Romney’s rivals, Newt Gingrich and Rick Santorum, were not to be outdone, and ramped up their rhetoric against Obama — while also noting that Romney had accepted similar policies while he was governor of Massachusetts.
In short, this is a political fight that the White House neither wants nor needs in an already tough re-election campaign.
Obama needs the Catholic vote.
He needs the support of white Catholics, the core of this large swing vote (a quarter of the electorate).
They are concentrated in crucial battleground states like Michigan, Ohio and Pennsylvania, and while Obama won the overall Catholic vote 54 per cent to 46 per cent in 2008, he lost the white Catholic vote, 47 per cent to 53 per cent.

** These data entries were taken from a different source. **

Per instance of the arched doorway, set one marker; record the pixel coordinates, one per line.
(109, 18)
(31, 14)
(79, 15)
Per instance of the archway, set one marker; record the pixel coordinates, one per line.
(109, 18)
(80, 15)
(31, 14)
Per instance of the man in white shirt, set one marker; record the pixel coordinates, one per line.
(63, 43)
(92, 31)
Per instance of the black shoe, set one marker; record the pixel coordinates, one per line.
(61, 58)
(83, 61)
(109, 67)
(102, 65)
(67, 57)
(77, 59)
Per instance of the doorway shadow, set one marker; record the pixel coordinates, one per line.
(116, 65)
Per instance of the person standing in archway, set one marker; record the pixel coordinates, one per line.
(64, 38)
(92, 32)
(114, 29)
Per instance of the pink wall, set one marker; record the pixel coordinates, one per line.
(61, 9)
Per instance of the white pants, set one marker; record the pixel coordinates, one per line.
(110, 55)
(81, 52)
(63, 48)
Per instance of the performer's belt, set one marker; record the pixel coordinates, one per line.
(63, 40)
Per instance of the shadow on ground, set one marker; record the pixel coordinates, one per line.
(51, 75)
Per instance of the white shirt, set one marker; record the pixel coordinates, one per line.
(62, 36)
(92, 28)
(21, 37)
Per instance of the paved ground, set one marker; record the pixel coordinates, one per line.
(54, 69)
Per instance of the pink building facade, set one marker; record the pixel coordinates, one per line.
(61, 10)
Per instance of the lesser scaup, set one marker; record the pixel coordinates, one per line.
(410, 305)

“To the extent Catholic voters think of this as a religious liberty issue, it does have the potential to pull Catholic voters toward Republicans or away from Democrats,” John Green, an expert on religious voting patterns and director of the University of Akron’s Ray C Bliss Institute of Applied Politics, told Bloomberg Businessweek.
A poll on the contraception mandate by the Public Religion Research Institute showed Catholics overall tended to support free contraceptive coverage, but white Catholics were split on the issue.
The Obama campaign can’t afford to sacrifice any of those votes, or risk watching the issue grow as a political liability when the election season heats up.